Refactored streaming project to separate out the twitter functionality.

author: Tathagata Das <tathagata.das1565@gmail.com> 2013-12-26 18:02:49 -0800
committer: Tathagata Das <tathagata.das1565@gmail.com> 2013-12-26 18:02:49 -0800
commit: 6e43039614ed1ec55a134fb82fb3e8d4e80996ef (patch)
tree: 14b2325558807a1a0f82a79707c2d2d975f008b7
parent: e240bad03b9f9e19cb84b0914b729c8d109d4815 (diff)
download: spark-6e43039614ed1ec55a134fb82fb3e8d4e80996ef.tar.gz
spark-6e43039614ed1ec55a134fb82fb3e8d4e80996ef.tar.bz2
spark-6e43039614ed1ec55a134fb82fb3e8d4e80996ef.zip
9 files changed, 64 insertions, 14 deletions
diff --git a/examples/src/main/scala/org/apache/spark/streaming/examples/TwitterAlgebirdCMS.scala b/examples/src/main/scala/org/apache/spark/streaming/examples/TwitterAlgebirdCMS.scala
index 35b6329ab3..a00b3bde6e 100644
--- a/examples/src/main/scala/org/apache/spark/streaming/examples/TwitterAlgebirdCMS.scala
+++ b/examples/src/main/scala/org/apache/spark/streaming/examples/TwitterAlgebirdCMS.scala
@@ -23,6 +23,8 @@ import com.twitter.algebird._
 import org.apache.spark.streaming.StreamingContext._
 import org.apache.spark.SparkContext._
 
+import org.apache.spark.streaming.twitter._
+
 /**
  * Illustrates the use of the Count-Min Sketch, from Twitter's Algebird library, to compute
  * windowed and global Top-K estimates of user IDs occurring in a Twitter stream.

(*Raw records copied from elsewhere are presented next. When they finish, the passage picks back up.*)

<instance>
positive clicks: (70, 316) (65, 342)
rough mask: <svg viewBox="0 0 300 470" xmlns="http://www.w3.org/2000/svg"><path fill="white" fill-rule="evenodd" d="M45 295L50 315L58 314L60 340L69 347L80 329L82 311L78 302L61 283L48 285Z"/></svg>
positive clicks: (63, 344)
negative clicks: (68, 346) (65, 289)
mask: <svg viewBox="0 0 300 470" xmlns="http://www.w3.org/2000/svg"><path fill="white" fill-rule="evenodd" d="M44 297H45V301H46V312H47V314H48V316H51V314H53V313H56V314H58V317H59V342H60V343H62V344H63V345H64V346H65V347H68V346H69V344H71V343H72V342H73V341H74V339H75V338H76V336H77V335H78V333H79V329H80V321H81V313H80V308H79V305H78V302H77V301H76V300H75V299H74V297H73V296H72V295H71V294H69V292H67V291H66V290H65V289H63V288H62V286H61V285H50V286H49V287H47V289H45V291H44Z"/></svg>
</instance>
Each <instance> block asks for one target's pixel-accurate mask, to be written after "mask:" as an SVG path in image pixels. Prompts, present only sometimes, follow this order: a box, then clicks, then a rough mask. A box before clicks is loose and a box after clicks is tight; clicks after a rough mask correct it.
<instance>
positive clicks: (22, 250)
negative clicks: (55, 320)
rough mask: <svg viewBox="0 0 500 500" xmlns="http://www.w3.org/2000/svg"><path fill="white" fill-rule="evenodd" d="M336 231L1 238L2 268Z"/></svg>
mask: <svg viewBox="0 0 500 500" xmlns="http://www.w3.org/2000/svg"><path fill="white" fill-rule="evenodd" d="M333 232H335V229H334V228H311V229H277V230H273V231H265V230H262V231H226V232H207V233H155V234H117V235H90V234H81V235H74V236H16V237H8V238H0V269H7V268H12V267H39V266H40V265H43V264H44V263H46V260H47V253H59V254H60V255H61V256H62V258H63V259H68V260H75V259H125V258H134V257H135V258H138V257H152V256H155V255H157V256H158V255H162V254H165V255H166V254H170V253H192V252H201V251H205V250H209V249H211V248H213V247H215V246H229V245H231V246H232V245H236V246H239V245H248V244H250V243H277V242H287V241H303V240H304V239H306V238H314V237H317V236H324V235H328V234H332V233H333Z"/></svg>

diff --git a/examples/src/main/scala/org/apache/spark/streaming/examples/TwitterAlgebirdHLL.scala b/examples/src/main/scala/org/apache/spark/streaming/examples/TwitterAlgebirdHLL.scala
index 8bfde2a829..82156060a8 100644
--- a/examples/src/main/scala/org/apache/spark/streaming/examples/TwitterAlgebirdHLL.scala
+++ b/examples/src/main/scala/org/apache/spark/streaming/examples/TwitterAlgebirdHLL.scala
@@ -21,7 +21,7 @@ import org.apache.spark.streaming.{Seconds, StreamingContext}
 import org.apache.spark.storage.StorageLevel
 import com.twitter.algebird.HyperLogLog._
 import com.twitter.algebird.HyperLogLogMonoid
-import org.apache.spark.streaming.dstream.TwitterInputDStream
+import org.apache.spark.streaming.twitter._
 
 /**
  * Illustrates the use of the HyperLogLog algorithm, from Twitter's Algebird library, to compute
diff --git a/examples/src/main/scala/org/apache/spark/streaming/examples/TwitterPopularTags.scala b/examples/src/main/scala/org/apache/spark/streaming/examples/TwitterPopularTags.scala
index 27aa6b14bf..c4ded5e071 100644
--- a/examples/src/main/scala/org/apache/spark/streaming/examples/TwitterPopularTags.scala
+++ b/examples/src/main/scala/org/apache/spark/streaming/examples/TwitterPopularTags.scala
@@ -20,6 +20,7 @@ package org.apache.spark.streaming.examples
 import org.apache.spark.streaming.{Seconds, StreamingContext}
 import StreamingContext._
 import org.apache.spark.SparkContext._
+import org.apache.spark.streaming.twitter._
 
 /**
  * Calculates popular hashtags (topics) over sliding 10 and 60 second windows from a Twitter
diff --git a/external/twitter/src/main/scala/org/apache/spark/streaming/twitter/StreamingContextWithTwitter.scala b/external/twitter/src/main/scala/org/apache/spark/streaming/twitter/StreamingContextWithTwitter.scala
new file mode 100644
index 0000000000..fe66e28ce6
--- /dev/null
+++ b/external/twitter/src/main/scala/org/apache/spark/streaming/twitter/StreamingContextWithTwitter.scala
@@ -0,0 +1,27 @@
+package org.apache.spark.streaming.twitter
+
+import twitter4j.Status
+import twitter4j.auth.Authorization
+import org.apache.spark.storage.StorageLevel
+import org.apache.spark.streaming._
+
+
+class StreamingContextWithTwitter(ssc: StreamingContext) {
+  /**
+   * Create a input stream that returns tweets received from Twitter.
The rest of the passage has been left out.